Sorularınıza hâl ile mi, yoksa kāl ile mi cevap vereyim? Kāl ile yani sözle cevap verirsem sözde kalır. Hâl ile yani davranışla cevap verirsem kalıcı olur.” dedi.

Tam o esnada zindancı, âlimin yemeğini getirdi. Gelen yemek, içinde birkaç nohut tanesi bulunan bir tabak nohut çorbasından ibaretti. Hoca efendi yemeği; «Bismillâh» deyip büyük bir iştahla yedikten sonra ellerini kaldırdı ve dua etmeye başladı. Öğrenciler, hocamız yemek duasını yapıyor zannetmişlerdi ki; birden zindanın tavanı açıldı, gökyüzünden bir sofra indi ki, envâi çeşit yemeklerle dolu idi. Öğrenciler hayretler içinde sofraya bakarken, bu zat:

“–Buyurunuz çocuklar, yiyin.” diye onları sofraya davet etti. Hep beraber oturdular, yemeğe başladılar. Fakat hocaları yemekten yemiyordu, yemek bitti, sofra geldiği şekilde tavandan yukarıya kaldırıldı.

“–Çocuklar, gördüğünüz gibi ben ne zaman Allâh’ıma yalvarsam, bu sofra bana iner. Ama madem ki bana bir tas nohut çorbasını reva görmüşler onunla iktifâ ederim. İşte KANAAT budur.”

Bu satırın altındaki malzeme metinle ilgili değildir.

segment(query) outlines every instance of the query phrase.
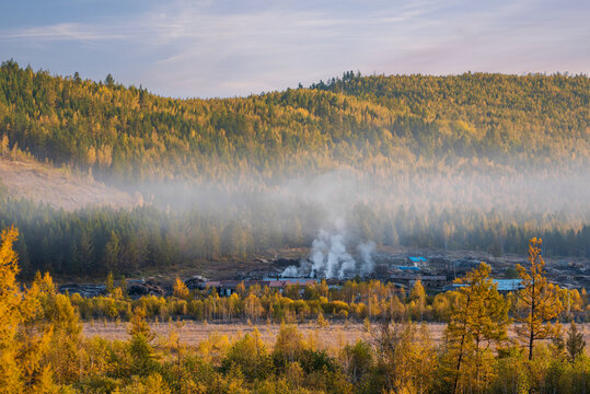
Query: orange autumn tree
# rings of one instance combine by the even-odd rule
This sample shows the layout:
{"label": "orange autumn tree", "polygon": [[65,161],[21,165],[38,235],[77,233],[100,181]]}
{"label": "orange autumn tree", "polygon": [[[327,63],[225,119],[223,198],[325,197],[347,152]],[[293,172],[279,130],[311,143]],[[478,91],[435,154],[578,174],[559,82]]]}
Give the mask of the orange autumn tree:
{"label": "orange autumn tree", "polygon": [[16,281],[19,263],[13,245],[18,237],[14,228],[0,233],[0,392],[55,392],[51,367],[43,362],[51,327],[28,329],[41,304],[38,288],[23,290]]}
{"label": "orange autumn tree", "polygon": [[524,347],[529,348],[529,360],[533,358],[534,343],[539,339],[555,338],[559,327],[551,321],[557,318],[563,310],[558,288],[549,283],[545,276],[545,260],[541,256],[542,240],[529,240],[529,263],[527,270],[517,265],[523,289],[519,291],[519,300],[525,306],[525,314],[517,316],[516,332]]}

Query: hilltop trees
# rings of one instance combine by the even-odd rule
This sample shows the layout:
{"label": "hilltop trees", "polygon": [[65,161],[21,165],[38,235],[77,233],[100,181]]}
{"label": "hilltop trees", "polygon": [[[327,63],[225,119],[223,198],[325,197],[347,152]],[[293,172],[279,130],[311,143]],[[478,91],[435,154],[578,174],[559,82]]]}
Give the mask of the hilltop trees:
{"label": "hilltop trees", "polygon": [[554,338],[559,334],[559,327],[553,326],[551,321],[556,318],[563,309],[557,287],[549,283],[545,276],[541,244],[541,239],[533,237],[529,241],[529,270],[521,265],[517,266],[524,287],[519,291],[519,301],[524,304],[525,312],[516,317],[519,323],[516,331],[523,346],[529,349],[529,360],[533,359],[536,340]]}
{"label": "hilltop trees", "polygon": [[477,169],[484,158],[588,163],[585,76],[348,76],[311,88],[175,100],[112,76],[95,83],[5,61],[0,136],[43,161],[126,182],[386,173],[439,161]]}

Derken namaz vakti geldi. Hoca efendi yine dua etmeye başlayınca, bu sefer de ellerinde ve ayaklarındaki zincirler kendiliğinden düştü ve ayağa kalktı ve talebelerine namazı kıldırdı. Namazdan sonra:

“–Çocuklar, gördüğünüz gibi ben ne zaman Rabbime dua etsem, Rabbim ellerimde ve ayaklarımdaki kelepçelerden beni kurtarır. Fakat mademki bana bu cezayı uygun görmüşler. Cezaya tahammül eder, şikâyet etmem. İşte HAKİKÎ SABIR böyle olur.”

Öğrenciler bu lisân-ı hâl dersiyle mest olmuş zindanda bulunduklarını unutmuşlardı ki, bir ses zindanı çınlattı:

“Haydi, vaktiniz doldu, derhâl dışarı!” Öğrenciler mecburen dışarı çıktılar. Üzgündüler çünkü henüz üçüncü sorunun cevabını alamamışlardı.

Ertesi gün yine zindanın kapısında toplandılar, geciken ve arkadaşlarını bekleten arkadaşları heyecanla arkadaşlarına şunları anlattı:

“Arkadaşlar, bu gece bir rüya gördüm. Rüyamda hepimiz şimdi burada olduğumuz gibi buraya gelmiştik. Şuraya bir idam sehpası kurulmuştu, hocamızı zindandan çıkarıp idam ettiler. Hocamızın rûhu yeşil bir kuş gibi ağzından çıktı ve uçtu uçtu, cennetin kapısına dayandı. İçeriden:

«–Ey kulum! Senin için hazırladığım cennetine gir!» diye cennete davet ediliyordu. Hocamız ise davete şöyle cevap veriyordu:

«–Emrinize âmâdeyim ancak, cennete girmek için bir şartım var yâ Rabbi…»

«–Şartın nedir söyle ey benim sevgili kulum. Seni hiçbir zaman, hiçbir yerde mahzun, mahrum ve mahkûm etmeyeceğim.»

«–Yâ Rabbi; beni yakalayıp yaptığım hizmetlerden mahrum edenleri, beni medresemden alıp öğrencilerimin gözleri önünde tartaklayıp zindana götürenleri, zindanda bir katile bile reva görülmeyen işkenceleri bana reva görenleri, bu işkenceyi yaptıranları, benim için idam sehpası kurduran ve kuranları, boynuma idam ipini geçirenleri, ipimi çekip hayatıma son vermeye sebep olanları da affedip benimle beraber cennetine koymadıkça asla cennetine girmeyeceğim.»”

Tam bu esnada öğrencilerin hepsinin işitebileceği bir ses duyuldu: “İşte HAKİKÎ İNSAN…”

Zulmün olduğu yerde, hiç adalet olur mu?

Afvın olduğu yerde, hiç adavet kalır mı?